Terlalu Riskan Menaikkan Harga BBM
jpnn.com, JAKARTA - Menaikkan harga BBM (bahan bakar minyak) di tengah melambungnya harga minyak dunia dan melemahnya nilai tukar rupiah terhadap dolar AS dinilai masih riskan.
Sebab, konsumsi rumah tangga saat ini masih melambat di angka 4,9–5 persen. Masyarakat juga dibebani kenaikan suku bunga acuan Bank Indonesia (BI).
Ekonom Indef Bhima Yudhistira menyatakan, meski pada September terjadi deflasi 0,18 persen, menaikkan harga BBM subsidi dinilai belum pas.
’’Deflasi cuma temporer karena harga di tingkat produsen sebenarnya sudah naik. Tinggal tunggu waktu ke harga jual konsumen,’’ ujarnya seperti diberitakan Jawa Pos.
Menurut dia, pemerintah perlu mempertimbangkan mitigasi risiko kenaikan BBM ke sektor riil dan pelaku usaha. Sebab, jika harga BBM dinaikkan tanpa mitigasi risiko ke perekonomian, langkah itu bisa menjadi blunder bagi pemerintah.
Penambahan anggaran subsidi energi dalam APBN ke Pertamina dinilai cukup tepat menahan harga BBM hingga akhir tahun. Pemerintah memang bersikukuh tidak menaikkan harga BBM bersubsidi seperti solar dan minyak tanah serta premium hingga akhir tahun.
Harga solar saat ini masih bertahan di Rp 5.150 per liter, minyak tanah Rp 2.500 per liter, dan premium Rp 6.450 per liter. Meski begitu, harga BBM nonsubsidi masih bisa dinaikkan guna menekan kerugian badan usaha BBM. ’’Penggunanya adalah kalangan kelas menengah dan atas. Jadi, kenaikannya masih bisa ditoleransi asalkan tidak terlalu tinggi,’’ terangnya.

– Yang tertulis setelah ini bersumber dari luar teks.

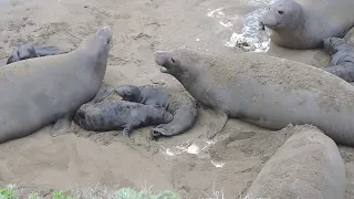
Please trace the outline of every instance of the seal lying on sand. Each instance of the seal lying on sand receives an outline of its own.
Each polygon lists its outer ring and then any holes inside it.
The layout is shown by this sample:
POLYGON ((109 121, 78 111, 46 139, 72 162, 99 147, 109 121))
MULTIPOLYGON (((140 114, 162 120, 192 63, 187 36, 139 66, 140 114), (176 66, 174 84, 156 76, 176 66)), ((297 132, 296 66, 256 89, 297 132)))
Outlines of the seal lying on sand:
POLYGON ((158 105, 174 115, 170 123, 152 128, 150 133, 154 138, 160 135, 175 136, 185 133, 195 124, 198 115, 195 101, 184 93, 170 93, 147 85, 122 85, 116 87, 116 92, 124 101, 158 105))
POLYGON ((344 199, 345 167, 335 143, 314 127, 295 132, 267 161, 244 199, 344 199))
POLYGON ((313 124, 354 146, 354 86, 321 69, 258 53, 155 52, 155 62, 201 104, 269 129, 313 124))
POLYGON ((21 60, 28 60, 39 56, 56 55, 66 53, 61 51, 56 46, 44 46, 44 45, 33 45, 33 44, 23 44, 15 49, 8 59, 7 64, 18 62, 21 60))
POLYGON ((279 0, 259 22, 271 41, 289 49, 315 49, 325 38, 342 38, 354 25, 353 0, 279 0))
POLYGON ((324 67, 324 70, 346 82, 354 82, 353 46, 341 38, 324 39, 323 45, 325 51, 331 55, 331 66, 324 67))
POLYGON ((97 93, 111 39, 111 29, 102 28, 72 52, 1 67, 0 143, 24 137, 56 121, 52 135, 60 134, 70 116, 97 93))
POLYGON ((169 123, 174 116, 158 105, 107 100, 80 107, 74 122, 85 130, 110 132, 123 129, 131 136, 134 128, 169 123))

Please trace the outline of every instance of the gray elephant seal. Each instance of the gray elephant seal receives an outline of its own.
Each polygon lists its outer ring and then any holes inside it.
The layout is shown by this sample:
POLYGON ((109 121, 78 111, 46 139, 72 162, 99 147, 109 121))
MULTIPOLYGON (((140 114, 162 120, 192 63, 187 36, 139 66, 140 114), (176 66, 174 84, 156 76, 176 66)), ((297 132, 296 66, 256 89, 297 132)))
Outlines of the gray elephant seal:
POLYGON ((315 49, 325 38, 342 38, 354 25, 353 0, 279 0, 260 18, 271 41, 289 49, 315 49))
POLYGON ((174 115, 167 124, 152 128, 153 138, 176 136, 188 130, 196 122, 198 109, 194 100, 184 93, 170 93, 163 88, 152 86, 122 85, 116 92, 124 101, 136 102, 145 105, 158 105, 174 115))
POLYGON ((84 39, 66 54, 14 62, 0 73, 0 143, 24 137, 55 123, 61 133, 67 119, 97 93, 105 75, 112 31, 108 27, 84 39))
POLYGON ((123 129, 131 136, 134 128, 169 123, 174 116, 157 105, 104 98, 80 107, 74 122, 85 130, 110 132, 123 129))
POLYGON ((49 56, 66 53, 56 46, 22 44, 18 46, 9 56, 7 64, 40 56, 49 56))
POLYGON ((259 172, 244 199, 344 199, 345 167, 335 143, 310 125, 294 134, 259 172))
POLYGON ((325 51, 331 55, 329 67, 323 70, 345 80, 354 82, 354 49, 344 39, 327 38, 323 40, 325 51))
POLYGON ((354 146, 354 86, 321 69, 258 53, 155 52, 155 62, 201 104, 269 129, 313 124, 354 146))

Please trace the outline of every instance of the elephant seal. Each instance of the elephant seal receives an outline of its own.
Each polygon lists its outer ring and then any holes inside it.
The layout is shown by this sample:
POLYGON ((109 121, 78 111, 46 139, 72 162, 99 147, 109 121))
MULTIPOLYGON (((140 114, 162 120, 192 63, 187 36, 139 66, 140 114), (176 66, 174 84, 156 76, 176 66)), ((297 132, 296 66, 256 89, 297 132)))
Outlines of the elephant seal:
POLYGON ((345 167, 335 143, 317 128, 288 127, 293 135, 261 169, 244 199, 344 199, 345 167))
POLYGON ((187 49, 157 51, 155 62, 219 113, 211 137, 233 117, 274 130, 313 124, 336 143, 354 146, 354 86, 321 69, 253 52, 187 49))
POLYGON ((345 80, 354 82, 354 49, 344 39, 327 38, 323 40, 325 51, 331 55, 329 67, 323 70, 345 80))
POLYGON ((353 0, 278 0, 259 23, 288 49, 316 49, 325 38, 342 38, 354 25, 353 0))
POLYGON ((152 86, 122 85, 116 87, 117 94, 124 100, 145 105, 158 105, 174 115, 167 124, 150 129, 153 138, 176 136, 188 130, 196 122, 198 109, 194 100, 181 92, 171 93, 152 86))
POLYGON ((0 70, 0 143, 55 122, 52 135, 97 93, 105 75, 112 31, 100 29, 69 53, 28 59, 0 70))
POLYGON ((110 132, 123 129, 131 136, 134 128, 169 123, 174 116, 158 105, 107 100, 82 105, 74 122, 85 130, 110 132))
POLYGON ((46 46, 46 45, 33 45, 33 44, 22 44, 18 46, 9 56, 7 64, 18 62, 21 60, 28 60, 39 56, 49 56, 55 54, 66 53, 61 51, 56 46, 46 46))

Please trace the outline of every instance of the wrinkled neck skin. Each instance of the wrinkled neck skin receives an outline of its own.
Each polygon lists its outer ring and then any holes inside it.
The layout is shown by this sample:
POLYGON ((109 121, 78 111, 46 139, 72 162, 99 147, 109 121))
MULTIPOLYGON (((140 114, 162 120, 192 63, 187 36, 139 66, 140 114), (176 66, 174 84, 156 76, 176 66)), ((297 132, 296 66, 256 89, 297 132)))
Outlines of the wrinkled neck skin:
POLYGON ((106 72, 110 46, 108 44, 102 44, 96 36, 96 34, 87 36, 72 54, 85 59, 83 62, 90 63, 85 64, 85 67, 93 66, 94 75, 98 77, 97 81, 102 82, 106 72))
POLYGON ((289 23, 285 28, 269 28, 272 30, 270 39, 277 45, 288 49, 303 50, 314 45, 313 43, 316 41, 313 41, 311 38, 303 34, 306 32, 306 24, 309 23, 306 19, 308 17, 304 15, 303 10, 301 10, 299 18, 294 20, 293 23, 289 23))

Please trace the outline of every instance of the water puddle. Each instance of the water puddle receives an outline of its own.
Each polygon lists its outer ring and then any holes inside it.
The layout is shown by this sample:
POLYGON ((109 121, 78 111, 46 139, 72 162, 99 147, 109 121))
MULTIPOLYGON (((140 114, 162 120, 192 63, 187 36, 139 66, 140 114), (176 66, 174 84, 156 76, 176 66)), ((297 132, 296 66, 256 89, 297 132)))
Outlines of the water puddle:
POLYGON ((6 4, 6 3, 9 3, 10 0, 0 0, 0 4, 6 4))
MULTIPOLYGON (((250 0, 251 6, 266 6, 275 2, 275 0, 250 0)), ((209 9, 207 17, 217 18, 219 24, 223 28, 231 28, 232 21, 237 18, 242 18, 243 27, 240 32, 233 32, 225 43, 226 46, 239 46, 244 51, 267 52, 269 49, 269 30, 260 31, 258 19, 264 14, 266 8, 257 9, 243 17, 240 15, 226 15, 222 11, 225 8, 218 8, 215 10, 209 9)))
MULTIPOLYGON (((174 156, 181 155, 181 154, 198 155, 199 153, 204 151, 205 149, 207 149, 208 147, 210 147, 214 144, 216 144, 216 140, 207 140, 207 139, 205 139, 202 142, 187 140, 178 146, 174 146, 170 148, 163 148, 162 151, 165 155, 166 159, 167 159, 167 157, 174 157, 174 156)), ((211 160, 211 165, 214 165, 217 168, 221 168, 225 166, 225 163, 211 160)))

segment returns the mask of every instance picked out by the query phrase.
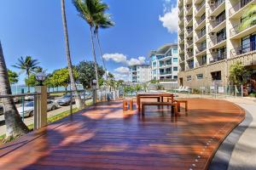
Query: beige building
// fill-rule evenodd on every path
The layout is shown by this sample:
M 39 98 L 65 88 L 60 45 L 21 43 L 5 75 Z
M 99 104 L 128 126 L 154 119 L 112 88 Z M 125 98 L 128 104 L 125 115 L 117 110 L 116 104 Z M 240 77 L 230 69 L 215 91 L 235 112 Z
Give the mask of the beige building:
M 256 0 L 177 3 L 180 85 L 227 85 L 230 66 L 237 60 L 252 70 L 252 78 L 256 77 L 255 14 L 249 14 Z

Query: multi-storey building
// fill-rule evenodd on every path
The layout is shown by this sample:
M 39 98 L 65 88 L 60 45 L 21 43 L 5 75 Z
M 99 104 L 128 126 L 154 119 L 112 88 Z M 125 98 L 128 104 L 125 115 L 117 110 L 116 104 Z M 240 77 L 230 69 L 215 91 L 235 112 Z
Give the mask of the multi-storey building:
M 135 65 L 129 66 L 129 82 L 132 83 L 141 83 L 149 82 L 150 65 Z
M 151 79 L 160 82 L 177 82 L 178 55 L 177 43 L 166 44 L 151 51 Z
M 256 72 L 255 4 L 256 0 L 178 0 L 180 85 L 226 85 L 236 61 Z

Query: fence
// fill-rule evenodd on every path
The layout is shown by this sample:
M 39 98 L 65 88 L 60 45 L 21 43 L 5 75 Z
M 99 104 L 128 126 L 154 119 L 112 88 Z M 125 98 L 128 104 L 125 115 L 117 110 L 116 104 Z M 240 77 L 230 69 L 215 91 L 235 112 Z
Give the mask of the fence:
M 43 94 L 43 93 L 42 93 Z M 40 115 L 43 103 L 46 104 L 45 123 L 53 122 L 78 110 L 75 106 L 75 94 L 73 91 L 55 91 L 46 93 L 46 101 L 41 93 L 20 94 L 14 95 L 0 95 L 0 136 L 5 134 L 4 107 L 2 99 L 14 99 L 17 110 L 26 126 L 30 129 L 37 129 L 44 126 Z M 84 102 L 84 108 L 97 102 L 118 99 L 122 94 L 120 91 L 103 89 L 83 89 L 79 94 Z M 42 124 L 43 123 L 43 124 Z M 45 124 L 45 125 L 46 125 Z

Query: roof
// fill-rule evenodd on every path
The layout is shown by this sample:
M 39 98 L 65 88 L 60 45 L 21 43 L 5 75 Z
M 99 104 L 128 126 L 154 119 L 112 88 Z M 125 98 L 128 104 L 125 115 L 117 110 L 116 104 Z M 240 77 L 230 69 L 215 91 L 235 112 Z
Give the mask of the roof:
M 157 50 L 152 50 L 149 54 L 149 57 L 151 57 L 153 54 L 166 54 L 170 48 L 174 48 L 174 47 L 177 47 L 177 43 L 167 43 L 165 44 L 163 46 L 161 46 L 160 48 L 159 48 Z

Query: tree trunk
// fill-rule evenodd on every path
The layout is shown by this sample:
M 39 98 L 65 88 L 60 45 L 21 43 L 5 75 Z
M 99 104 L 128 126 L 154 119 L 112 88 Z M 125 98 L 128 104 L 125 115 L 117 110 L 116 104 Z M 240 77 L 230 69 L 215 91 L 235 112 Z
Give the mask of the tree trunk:
M 61 0 L 61 1 L 62 24 L 64 29 L 65 43 L 66 43 L 66 54 L 67 54 L 67 60 L 68 72 L 70 76 L 70 85 L 71 85 L 71 89 L 73 91 L 75 94 L 76 106 L 78 109 L 82 109 L 83 103 L 82 103 L 80 94 L 78 92 L 76 83 L 74 82 L 72 61 L 70 57 L 69 42 L 68 42 L 67 19 L 66 19 L 66 11 L 65 11 L 65 0 Z
M 92 45 L 92 54 L 93 54 L 94 65 L 95 65 L 95 74 L 96 74 L 96 82 L 96 82 L 96 87 L 97 87 L 97 88 L 99 88 L 98 68 L 97 68 L 97 60 L 96 60 L 96 53 L 95 53 L 92 27 L 90 26 L 90 40 L 91 40 L 91 45 Z
M 6 64 L 0 42 L 0 94 L 11 94 Z M 3 98 L 3 114 L 6 125 L 6 139 L 12 139 L 29 132 L 16 109 L 13 98 Z
M 99 49 L 100 49 L 100 53 L 101 53 L 101 56 L 102 56 L 102 60 L 104 70 L 105 70 L 106 81 L 107 81 L 107 82 L 108 82 L 108 72 L 107 72 L 107 68 L 106 68 L 106 65 L 105 65 L 105 60 L 104 60 L 103 54 L 102 54 L 102 46 L 101 46 L 100 38 L 99 38 L 99 33 L 96 32 L 96 38 L 97 38 L 97 42 L 98 42 L 98 46 L 99 46 Z

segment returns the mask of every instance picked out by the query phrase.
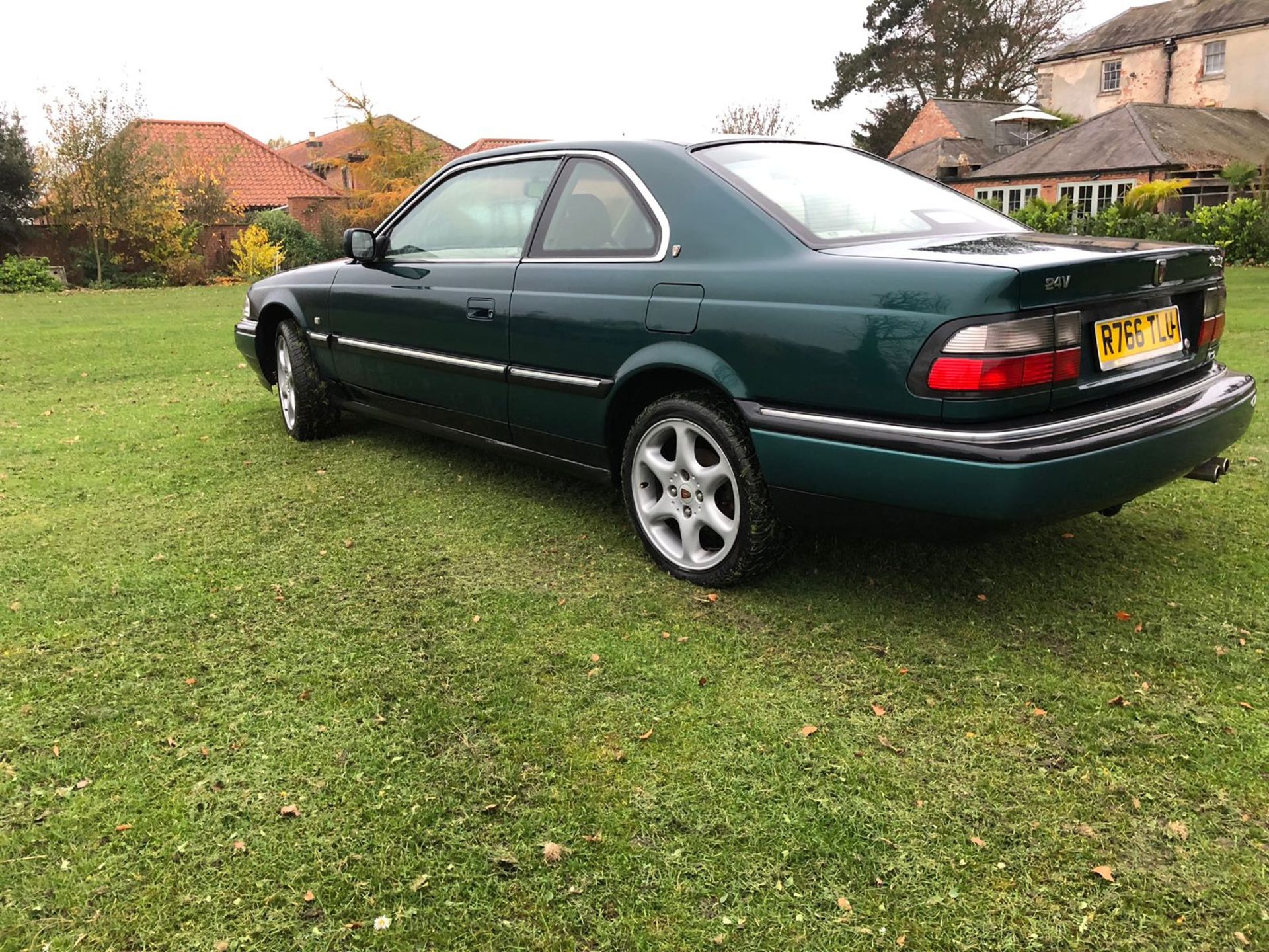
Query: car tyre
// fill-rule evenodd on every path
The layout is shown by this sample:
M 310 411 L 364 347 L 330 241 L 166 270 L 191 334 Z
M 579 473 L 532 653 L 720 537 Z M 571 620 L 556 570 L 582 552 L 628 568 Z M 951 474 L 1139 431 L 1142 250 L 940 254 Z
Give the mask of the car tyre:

Salah satu badan usaha BBM yang telah menaikkan harga jual adalah PT Shell Indonesia. Perusahaan asal Belanda itu menaikkan harga dua kali dalam sebulan. Berdasar data Badan Pengatur Hilir Minyak dan Gas Bumi (BPH Migas), Shell menaikkan harga BBM pada 17 September 2018 dan 28 September 2018.